The incidence and associated mortality of kidney cancer has increased in recent years. Clear Cell Renal Carcinoma (CRCC) is the most common renal cancer whose progression to the occurrence of metastases causes, in 25% of cases, a 5-year survival of less than 10%. Although the treatment of metastatic kidney cancer has undergone recent turmoil with the arrival of chemical molecules targeting protein kinases involved in angiogenesis, the real impact of these new therapies on survival remains modest. It is nevertheless established that the proliferation and survival of tumor cells rely on molecular pathways in which kinases are key players. It is therefore urgent to pursue in this direction in order to identify new therapeutic targets.
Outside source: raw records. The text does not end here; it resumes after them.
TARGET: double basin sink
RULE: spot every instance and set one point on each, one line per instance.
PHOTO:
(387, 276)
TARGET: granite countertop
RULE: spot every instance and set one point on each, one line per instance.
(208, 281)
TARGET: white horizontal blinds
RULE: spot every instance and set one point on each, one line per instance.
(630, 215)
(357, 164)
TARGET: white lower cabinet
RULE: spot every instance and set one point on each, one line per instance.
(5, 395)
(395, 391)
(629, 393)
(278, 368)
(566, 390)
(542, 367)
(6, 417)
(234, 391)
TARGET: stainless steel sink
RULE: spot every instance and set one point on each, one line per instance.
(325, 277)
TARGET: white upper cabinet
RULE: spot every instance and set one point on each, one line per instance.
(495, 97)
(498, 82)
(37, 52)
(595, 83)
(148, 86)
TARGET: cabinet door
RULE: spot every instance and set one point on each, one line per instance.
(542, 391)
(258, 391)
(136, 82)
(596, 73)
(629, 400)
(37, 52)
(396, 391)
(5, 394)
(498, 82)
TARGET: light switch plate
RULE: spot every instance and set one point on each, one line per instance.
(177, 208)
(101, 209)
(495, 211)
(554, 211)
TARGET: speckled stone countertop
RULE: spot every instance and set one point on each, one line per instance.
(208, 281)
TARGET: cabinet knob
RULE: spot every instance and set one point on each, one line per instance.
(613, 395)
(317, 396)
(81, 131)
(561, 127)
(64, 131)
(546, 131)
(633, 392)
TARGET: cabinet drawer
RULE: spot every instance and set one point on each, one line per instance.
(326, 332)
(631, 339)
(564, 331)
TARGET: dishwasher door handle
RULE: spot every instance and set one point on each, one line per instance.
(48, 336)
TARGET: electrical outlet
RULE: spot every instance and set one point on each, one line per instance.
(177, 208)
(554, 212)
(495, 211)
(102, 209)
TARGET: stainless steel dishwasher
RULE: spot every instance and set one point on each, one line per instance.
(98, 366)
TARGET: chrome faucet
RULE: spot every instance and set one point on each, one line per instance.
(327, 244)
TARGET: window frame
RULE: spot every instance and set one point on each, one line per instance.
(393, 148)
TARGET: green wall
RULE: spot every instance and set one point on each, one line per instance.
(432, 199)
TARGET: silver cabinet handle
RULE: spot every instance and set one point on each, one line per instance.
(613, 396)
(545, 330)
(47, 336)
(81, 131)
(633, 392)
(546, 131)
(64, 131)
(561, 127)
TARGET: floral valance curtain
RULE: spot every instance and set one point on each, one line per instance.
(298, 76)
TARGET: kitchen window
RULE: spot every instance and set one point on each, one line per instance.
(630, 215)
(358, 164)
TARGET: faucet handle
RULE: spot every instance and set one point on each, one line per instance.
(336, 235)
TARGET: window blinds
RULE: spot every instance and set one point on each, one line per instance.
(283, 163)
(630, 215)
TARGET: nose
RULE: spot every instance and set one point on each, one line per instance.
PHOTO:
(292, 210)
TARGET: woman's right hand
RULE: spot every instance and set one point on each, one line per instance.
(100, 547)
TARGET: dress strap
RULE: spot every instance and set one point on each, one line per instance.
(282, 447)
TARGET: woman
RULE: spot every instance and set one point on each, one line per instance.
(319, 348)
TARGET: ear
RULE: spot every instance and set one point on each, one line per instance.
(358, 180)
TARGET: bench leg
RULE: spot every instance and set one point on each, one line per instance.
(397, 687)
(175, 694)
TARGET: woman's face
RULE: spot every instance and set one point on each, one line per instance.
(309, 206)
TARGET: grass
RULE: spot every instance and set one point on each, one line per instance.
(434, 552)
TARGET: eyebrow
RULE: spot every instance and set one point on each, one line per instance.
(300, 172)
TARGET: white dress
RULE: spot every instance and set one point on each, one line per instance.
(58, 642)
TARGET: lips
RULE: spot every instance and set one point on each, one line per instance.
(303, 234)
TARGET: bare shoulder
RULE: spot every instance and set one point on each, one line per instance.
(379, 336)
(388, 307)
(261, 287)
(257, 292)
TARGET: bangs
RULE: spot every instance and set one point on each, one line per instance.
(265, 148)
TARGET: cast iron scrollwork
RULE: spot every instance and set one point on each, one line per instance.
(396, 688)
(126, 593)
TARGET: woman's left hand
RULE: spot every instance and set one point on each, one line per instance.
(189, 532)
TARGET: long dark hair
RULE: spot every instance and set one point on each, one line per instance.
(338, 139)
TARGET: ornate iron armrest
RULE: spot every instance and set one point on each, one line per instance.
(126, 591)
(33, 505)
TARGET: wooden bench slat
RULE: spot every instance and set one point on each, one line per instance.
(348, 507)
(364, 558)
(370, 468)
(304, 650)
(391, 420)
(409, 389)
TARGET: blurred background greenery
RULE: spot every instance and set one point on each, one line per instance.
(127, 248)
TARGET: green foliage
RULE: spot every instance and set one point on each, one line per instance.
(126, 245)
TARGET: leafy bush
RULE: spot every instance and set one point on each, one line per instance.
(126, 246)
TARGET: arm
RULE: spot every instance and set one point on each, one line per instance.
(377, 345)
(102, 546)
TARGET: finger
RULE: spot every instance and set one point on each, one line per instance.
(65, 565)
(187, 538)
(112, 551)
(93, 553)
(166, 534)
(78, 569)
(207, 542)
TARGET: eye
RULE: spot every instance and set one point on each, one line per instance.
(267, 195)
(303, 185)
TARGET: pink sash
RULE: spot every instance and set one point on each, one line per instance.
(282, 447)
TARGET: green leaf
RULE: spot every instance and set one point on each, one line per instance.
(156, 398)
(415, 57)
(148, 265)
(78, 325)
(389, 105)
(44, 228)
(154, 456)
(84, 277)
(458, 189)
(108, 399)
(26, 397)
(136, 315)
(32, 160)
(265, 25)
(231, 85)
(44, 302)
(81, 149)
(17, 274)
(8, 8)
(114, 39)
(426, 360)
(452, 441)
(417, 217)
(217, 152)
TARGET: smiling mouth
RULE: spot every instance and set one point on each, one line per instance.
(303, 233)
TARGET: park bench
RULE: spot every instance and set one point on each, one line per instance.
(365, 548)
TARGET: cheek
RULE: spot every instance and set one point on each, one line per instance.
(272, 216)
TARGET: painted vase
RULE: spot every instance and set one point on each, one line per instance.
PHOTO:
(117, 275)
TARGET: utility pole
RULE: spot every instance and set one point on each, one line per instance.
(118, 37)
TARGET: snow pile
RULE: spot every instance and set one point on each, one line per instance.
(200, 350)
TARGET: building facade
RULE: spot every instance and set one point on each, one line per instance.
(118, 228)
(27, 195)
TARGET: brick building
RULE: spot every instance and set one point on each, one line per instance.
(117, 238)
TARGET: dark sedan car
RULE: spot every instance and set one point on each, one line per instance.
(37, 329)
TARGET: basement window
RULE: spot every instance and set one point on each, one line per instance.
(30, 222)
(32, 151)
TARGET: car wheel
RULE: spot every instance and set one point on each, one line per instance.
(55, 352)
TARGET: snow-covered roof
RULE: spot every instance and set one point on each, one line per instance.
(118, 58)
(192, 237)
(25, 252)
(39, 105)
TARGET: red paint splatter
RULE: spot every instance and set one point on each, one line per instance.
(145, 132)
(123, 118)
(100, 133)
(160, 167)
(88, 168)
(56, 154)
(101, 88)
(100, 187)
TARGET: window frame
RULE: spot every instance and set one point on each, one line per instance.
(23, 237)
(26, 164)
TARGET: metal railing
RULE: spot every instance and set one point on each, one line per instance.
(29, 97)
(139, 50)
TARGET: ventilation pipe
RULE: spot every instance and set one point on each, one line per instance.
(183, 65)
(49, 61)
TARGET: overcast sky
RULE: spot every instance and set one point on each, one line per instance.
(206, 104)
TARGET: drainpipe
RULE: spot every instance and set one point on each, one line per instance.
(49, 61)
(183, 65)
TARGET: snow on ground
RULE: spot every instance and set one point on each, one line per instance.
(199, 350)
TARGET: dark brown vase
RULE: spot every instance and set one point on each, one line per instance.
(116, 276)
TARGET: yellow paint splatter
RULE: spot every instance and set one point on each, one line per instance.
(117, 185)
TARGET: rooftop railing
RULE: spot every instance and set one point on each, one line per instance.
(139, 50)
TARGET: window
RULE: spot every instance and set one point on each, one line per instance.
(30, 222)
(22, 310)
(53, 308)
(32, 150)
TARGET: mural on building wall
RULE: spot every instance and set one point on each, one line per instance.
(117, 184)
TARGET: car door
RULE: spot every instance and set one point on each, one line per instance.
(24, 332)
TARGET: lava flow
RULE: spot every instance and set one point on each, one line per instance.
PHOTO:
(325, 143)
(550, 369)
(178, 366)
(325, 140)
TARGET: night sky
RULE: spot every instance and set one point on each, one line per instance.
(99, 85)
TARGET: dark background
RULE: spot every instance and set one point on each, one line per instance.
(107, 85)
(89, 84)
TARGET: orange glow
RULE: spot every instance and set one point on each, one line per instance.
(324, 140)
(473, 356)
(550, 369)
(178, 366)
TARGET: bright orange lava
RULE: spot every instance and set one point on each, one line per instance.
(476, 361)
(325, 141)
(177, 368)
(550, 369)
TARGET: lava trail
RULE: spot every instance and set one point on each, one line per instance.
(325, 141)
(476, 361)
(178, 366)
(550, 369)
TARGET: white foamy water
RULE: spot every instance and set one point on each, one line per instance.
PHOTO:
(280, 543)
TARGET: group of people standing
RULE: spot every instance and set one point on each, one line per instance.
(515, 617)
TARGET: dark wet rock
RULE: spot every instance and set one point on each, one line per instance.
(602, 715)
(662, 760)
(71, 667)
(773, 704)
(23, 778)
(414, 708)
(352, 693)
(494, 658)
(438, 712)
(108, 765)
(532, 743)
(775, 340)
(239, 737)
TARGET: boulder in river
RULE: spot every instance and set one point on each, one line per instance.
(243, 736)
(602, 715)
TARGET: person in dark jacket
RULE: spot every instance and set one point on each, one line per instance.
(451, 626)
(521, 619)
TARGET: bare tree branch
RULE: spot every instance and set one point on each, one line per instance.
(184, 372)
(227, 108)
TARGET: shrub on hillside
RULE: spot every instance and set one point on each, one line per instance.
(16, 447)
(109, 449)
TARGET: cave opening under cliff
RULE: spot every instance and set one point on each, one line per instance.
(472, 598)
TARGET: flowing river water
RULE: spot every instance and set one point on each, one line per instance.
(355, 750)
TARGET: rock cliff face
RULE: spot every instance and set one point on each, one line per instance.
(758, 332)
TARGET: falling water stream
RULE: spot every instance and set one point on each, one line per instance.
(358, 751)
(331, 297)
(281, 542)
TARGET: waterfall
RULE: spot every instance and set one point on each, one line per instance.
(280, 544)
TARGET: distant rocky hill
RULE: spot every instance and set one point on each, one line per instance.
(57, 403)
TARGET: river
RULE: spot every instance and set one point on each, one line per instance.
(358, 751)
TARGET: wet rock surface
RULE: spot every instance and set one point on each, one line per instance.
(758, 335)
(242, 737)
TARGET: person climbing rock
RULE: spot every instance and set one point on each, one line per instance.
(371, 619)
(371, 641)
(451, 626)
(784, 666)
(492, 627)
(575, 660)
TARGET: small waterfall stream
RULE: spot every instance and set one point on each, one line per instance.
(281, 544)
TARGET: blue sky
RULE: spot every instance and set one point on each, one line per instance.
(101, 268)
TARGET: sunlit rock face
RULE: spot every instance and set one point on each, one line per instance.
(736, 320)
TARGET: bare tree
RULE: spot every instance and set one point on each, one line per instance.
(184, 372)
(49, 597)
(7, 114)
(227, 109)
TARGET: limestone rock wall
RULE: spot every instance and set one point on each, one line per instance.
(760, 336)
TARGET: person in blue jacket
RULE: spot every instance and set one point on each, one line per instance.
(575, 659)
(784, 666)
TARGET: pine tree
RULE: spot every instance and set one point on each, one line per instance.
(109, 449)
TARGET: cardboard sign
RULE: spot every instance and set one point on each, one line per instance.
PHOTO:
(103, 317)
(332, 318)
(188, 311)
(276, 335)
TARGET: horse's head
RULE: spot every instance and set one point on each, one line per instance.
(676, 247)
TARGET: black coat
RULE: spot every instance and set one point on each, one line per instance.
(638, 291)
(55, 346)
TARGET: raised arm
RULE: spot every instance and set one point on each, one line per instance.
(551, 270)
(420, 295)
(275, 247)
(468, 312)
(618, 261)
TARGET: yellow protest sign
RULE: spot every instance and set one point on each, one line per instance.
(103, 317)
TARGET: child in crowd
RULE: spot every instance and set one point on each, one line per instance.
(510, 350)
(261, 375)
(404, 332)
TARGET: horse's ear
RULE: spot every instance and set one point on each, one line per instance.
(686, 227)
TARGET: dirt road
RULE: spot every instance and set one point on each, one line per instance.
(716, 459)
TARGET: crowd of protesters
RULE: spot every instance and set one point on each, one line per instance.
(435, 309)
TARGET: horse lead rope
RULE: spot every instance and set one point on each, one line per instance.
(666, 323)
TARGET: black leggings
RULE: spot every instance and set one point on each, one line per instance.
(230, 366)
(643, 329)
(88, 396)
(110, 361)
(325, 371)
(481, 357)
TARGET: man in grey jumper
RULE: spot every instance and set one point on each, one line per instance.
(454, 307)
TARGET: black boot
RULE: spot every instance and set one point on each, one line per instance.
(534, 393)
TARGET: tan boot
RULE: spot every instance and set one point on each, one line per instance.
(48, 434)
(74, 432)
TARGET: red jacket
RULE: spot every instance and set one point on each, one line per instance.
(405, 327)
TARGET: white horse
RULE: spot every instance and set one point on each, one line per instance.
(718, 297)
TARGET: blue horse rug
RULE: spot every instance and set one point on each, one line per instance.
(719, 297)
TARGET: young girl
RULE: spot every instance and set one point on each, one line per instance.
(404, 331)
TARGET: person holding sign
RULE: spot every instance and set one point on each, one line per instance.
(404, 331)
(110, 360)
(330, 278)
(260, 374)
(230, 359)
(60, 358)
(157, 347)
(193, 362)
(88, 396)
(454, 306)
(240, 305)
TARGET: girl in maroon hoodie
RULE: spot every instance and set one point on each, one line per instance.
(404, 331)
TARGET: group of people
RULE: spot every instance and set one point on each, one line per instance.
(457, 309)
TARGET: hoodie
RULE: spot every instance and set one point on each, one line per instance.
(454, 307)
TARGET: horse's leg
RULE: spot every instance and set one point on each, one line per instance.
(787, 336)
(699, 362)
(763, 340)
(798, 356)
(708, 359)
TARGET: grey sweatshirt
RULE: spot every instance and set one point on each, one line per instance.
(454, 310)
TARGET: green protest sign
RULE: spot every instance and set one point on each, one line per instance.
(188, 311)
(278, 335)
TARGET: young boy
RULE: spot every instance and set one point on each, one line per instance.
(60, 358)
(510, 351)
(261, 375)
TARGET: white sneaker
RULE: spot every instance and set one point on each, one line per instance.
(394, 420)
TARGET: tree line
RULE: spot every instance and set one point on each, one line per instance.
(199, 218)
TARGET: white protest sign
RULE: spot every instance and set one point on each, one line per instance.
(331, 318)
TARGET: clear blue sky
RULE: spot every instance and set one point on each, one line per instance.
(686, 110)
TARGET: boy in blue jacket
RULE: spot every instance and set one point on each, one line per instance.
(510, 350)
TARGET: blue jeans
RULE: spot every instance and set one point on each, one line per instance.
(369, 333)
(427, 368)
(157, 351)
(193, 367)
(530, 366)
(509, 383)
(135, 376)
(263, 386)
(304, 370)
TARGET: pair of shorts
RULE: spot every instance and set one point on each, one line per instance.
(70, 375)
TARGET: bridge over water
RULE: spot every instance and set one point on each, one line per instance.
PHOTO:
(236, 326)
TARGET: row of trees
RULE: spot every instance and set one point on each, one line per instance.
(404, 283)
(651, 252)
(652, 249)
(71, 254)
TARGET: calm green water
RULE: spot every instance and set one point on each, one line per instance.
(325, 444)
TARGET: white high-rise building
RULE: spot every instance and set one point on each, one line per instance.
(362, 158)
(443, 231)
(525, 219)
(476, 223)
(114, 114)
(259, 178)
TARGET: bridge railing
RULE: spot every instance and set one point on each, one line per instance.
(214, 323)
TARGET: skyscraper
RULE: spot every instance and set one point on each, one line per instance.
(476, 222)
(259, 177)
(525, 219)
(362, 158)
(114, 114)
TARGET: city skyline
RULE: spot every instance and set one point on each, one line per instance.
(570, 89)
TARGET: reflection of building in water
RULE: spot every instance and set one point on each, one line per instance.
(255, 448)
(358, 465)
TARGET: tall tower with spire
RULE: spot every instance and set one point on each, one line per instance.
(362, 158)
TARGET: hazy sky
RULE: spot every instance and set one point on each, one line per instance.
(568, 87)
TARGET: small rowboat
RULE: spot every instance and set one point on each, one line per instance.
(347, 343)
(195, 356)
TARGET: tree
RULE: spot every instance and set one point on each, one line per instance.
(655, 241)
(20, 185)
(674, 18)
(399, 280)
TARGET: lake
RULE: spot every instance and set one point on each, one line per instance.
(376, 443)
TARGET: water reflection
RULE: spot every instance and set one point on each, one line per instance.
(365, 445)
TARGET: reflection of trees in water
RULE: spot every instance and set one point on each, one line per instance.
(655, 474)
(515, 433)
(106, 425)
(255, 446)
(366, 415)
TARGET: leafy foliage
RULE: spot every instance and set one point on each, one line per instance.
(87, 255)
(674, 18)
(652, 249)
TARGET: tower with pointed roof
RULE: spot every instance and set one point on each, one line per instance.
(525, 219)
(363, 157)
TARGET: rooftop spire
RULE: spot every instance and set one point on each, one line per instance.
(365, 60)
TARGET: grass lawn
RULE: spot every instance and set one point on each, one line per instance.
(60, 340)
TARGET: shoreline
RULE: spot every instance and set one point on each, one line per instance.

We have found that PI3K and Src protein kinases are overactivated in human kidney tumor samples. From this observation, we tested a combination of concentrations of the chemical molecules GDC-0941 and Saracatinib, respectively inhibiting PI3K and Src protein kinases. We performed these experiments on cells derived from a clear cell renal tumor, tissue sections (organotypic cultures) derived from xenografts of these cancer cells and finally models of tumors of patients transplanted in mice (PDX). The results show that the simultaneous inhibition of PI3K and Src protein kinases by these specific chemical inhibitors synergistically blocks the proliferation and invasion of cancerous kidney cells and causes their death by apoptosis.
Currently, clinical oncology highlights the search for predictive methods of a treatment called "à la carte", optimized for each patient, associated with strategies of combinatorial therapy. In this context, our study provides the first preclinical evidence for a rational use of this combination of inhibitors for the treatment of certain kidney cancers.
Combinations of PI3K (GDC-0941) and Src (Saracatinib) kinase inhibitory molecules are tested on renal carcinoma cells in culture
(1); tumor xenografts obtained after implantation in mice of renal carcinoma cells (2); xenografts obtained after implantation in mice of tumor fragments of patients (3);sections of 300 microns are made using a vibratome (4), and processed for organotypic cultures in the presence of chemical inhibitors (5). Evaluation of the cell viability of tumor sections after 72 hours of treatment makes it possible to classify patients as responders or non-responders (6).
Applied directly to samples from kidney tumor excisions, this method represents a quick way to define the most appropriate treatment for a patient
* Protein kinases are major components of signaling pathways that allow cells to respond appropriately to their environment.